Semmelweis

On n’a jamais autant parlé de Semmelweis que depuis l’apparition de cette pandémie de coronavirus détectée originellement dans  la ville  de Wuhan, en Chine. Logique puisque la pratique d’hygiène consistant à se laver les mains était déjà celle préconisée au XIXe siècle par Philippe-Ignace Semmelweis afin de prévenir la fièvre puerpérale. Ce qui est nouveau, c’est que, dans la foulée, la presse signale avec une belle unanimité la fameuse thèse de médecine soutenue en 1924. Exemple parmi d’autres : Le Figaro consacre une page entière au « martyr du lavage des mains ».  Et cite  cette appréciation élogieuse d’un scientifique sur la thèse  : « C’est assez romancé mais génial ». Dixit le microbiologiste Marc-André Selosse, professeur au Muséum d’histoire naturelle de Paris. Le journal va plus loin en se demandant si les phobies du Céline raciste et antisémite se laissent pressentir dans l’obsession hygiéniste qui s’exprime dans cette thèse. Pierre-André Taguieff ² lève le doute : « Cet imaginaire hygiéniste s’inscrit dans une vision du monde où il s’entrecroise  avec le racisme biologique,  l’eugénisme et le darwinisme social. »  Signe des temps :  il ne vient pas à l’idée du critique littéraire du Figaro d’interroger Henri Godard qui, dans sa biographie, consacre plusieurs pages éclairantes au sujet. Ni race ni eugénisme n’y sont évoqués.  Taguieff, lui, fait le lien entre  cette thèse  de médecine et les pamphlets écrits douze ans plus tard. Il s’agit, en réalité, d’une pensée en évolution : s’il a alors des intuitions, le doctorant n’a pas encore les convictions qu’il acquerra à la Société des Nations. Céline sera paradoxalement contre la division du monde en nations car elles engendrent nécessairement, selon lui, des conflits (nationaux). Le remède : organiser les peuples sur une base ethnique. Laquelle préviendrait précisément les guerres européennes fratricides.

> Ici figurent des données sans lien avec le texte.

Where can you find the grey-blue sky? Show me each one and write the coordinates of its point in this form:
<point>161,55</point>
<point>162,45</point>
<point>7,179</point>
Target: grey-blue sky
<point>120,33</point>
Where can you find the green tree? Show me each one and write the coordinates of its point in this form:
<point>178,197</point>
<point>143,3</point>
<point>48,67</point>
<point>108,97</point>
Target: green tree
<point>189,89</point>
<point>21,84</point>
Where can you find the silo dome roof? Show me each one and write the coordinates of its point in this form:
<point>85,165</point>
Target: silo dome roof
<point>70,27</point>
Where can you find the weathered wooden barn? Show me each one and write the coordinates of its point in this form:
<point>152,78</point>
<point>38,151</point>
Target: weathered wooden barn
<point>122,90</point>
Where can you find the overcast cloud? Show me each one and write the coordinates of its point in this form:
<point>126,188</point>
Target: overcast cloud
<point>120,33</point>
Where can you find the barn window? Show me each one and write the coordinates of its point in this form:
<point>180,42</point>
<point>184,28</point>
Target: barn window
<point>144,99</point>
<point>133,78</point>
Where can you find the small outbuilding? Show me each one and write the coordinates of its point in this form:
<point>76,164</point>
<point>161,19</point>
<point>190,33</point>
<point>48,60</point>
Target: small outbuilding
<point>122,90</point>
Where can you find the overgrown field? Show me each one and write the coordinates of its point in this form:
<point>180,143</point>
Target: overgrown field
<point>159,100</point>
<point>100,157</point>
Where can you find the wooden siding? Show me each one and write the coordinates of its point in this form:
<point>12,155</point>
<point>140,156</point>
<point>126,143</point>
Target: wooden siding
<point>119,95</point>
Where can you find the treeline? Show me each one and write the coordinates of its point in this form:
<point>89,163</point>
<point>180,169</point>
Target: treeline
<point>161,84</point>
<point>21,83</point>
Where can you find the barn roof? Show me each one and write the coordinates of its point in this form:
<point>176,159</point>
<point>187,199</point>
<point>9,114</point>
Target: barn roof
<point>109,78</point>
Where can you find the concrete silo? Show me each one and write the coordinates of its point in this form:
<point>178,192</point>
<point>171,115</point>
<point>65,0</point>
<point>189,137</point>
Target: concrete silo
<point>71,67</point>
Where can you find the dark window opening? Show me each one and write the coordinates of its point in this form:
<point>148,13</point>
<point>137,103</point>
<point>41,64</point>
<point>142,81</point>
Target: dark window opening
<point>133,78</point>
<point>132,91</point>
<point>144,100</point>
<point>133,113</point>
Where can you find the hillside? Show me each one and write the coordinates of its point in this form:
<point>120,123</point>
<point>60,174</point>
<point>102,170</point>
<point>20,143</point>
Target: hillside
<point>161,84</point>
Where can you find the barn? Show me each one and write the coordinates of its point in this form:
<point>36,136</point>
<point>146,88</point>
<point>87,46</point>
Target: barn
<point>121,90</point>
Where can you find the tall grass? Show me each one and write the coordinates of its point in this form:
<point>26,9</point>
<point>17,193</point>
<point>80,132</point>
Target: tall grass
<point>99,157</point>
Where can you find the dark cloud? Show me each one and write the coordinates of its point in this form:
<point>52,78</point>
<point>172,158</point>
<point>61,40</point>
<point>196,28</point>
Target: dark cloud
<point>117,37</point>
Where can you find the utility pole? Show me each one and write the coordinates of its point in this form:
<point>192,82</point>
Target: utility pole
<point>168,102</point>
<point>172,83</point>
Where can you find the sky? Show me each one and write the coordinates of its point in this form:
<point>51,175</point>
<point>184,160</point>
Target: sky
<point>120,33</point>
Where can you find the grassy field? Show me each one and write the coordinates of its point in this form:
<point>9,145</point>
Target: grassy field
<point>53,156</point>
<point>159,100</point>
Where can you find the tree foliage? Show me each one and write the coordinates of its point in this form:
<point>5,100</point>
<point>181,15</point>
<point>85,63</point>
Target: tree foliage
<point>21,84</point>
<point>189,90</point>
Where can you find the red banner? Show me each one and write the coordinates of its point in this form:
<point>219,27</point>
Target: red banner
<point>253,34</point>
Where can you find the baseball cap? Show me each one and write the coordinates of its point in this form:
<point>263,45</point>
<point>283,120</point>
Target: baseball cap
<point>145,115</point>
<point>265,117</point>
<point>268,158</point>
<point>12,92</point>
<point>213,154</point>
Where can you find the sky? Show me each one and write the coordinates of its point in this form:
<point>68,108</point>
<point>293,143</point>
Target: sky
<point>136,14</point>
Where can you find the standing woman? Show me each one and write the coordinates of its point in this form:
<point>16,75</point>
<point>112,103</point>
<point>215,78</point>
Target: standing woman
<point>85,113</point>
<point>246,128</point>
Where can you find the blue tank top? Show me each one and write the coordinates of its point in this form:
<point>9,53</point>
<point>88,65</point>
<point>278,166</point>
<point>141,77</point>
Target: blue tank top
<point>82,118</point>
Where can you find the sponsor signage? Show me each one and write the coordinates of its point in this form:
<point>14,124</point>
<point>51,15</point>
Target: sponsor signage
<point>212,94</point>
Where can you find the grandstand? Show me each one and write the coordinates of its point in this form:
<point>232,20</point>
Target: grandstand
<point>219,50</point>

Nous voilà loin de Semmelweis et de son combat pour l’asepsie… Si l’on revient au strict aspect littéraire, cette thèse de médecine est déjà un peu “célinienne” dans la mesure où l’imaginaire fiévreux de l’auteur s’y débonde mais son style épique n’a guère de rapports avec celui du futur Céline.  Ce que Godard résume en  une phrase définitive : « Semmelweis est déjà de la littérature,  ce n’est pas encore du Céline ».  Toujours est-il que nombreux sont les célinistes à avoir étudié ce corpus. Démarche d’autant plus légitime que l’auteur le reprit en 1936 sous son nom d’écrivain.  C’est l’occasion de saluer au passage Francis Marmande qui se fera plus tard connaître comme critique littéraire et grand spécialiste du jazz. En 1967, il signa un mémoire universitaire, « L’apprentissage du style dans Semmelweis » (Paris-Sorbonne).  Travail suivi, bien ultérieurement, par d’autres études dues à une pléiade de célinistes ³.  Tous s’accordent à dire que, féru d’hygiénisme, Céline ne pouvait que s’identifier à Semmelweis.

  1. Sébastien Lapaque, « Ignace Philippe Semmelweis, martyr du lavage des mains », Le Figaro, 10 mars 2020, p. 15.
  2. Signalons que, dans un fort volume de mélanges offerts à Pierre-André Taguieff, La modernité disputée (CNRS Éd., 2020, 784 p., 29 €), figurent trois textes sur Céline : « Sur une formule : “Céline, génie et salaud » (Annick Duraffour), « Que signifie republier les pamphlets de Céline en 2018 ? » (Philippe Roussin) et « Généalogie de l’extrémisme célinien » (Odile Roynette).
  3. Citons les dans l’ordre alphabétique sans avoir la prétention d’être exhaustif : Denise Aebersold, Johanne Bénard, Guido Ceronetti (†), Alessandra Colla, Michel Deveaux, Sabine Fanchon, Marie Hartmann, Fumitoshi Hayakawa, Tomohiro Hikoé, Pascal Ifri, Judit Karafiáth, Charles Krance, Francis Marmande, Vera Maurice (†), Mary Rose Mills, Pierre-Marie Miroux, Philippe Scheidecker.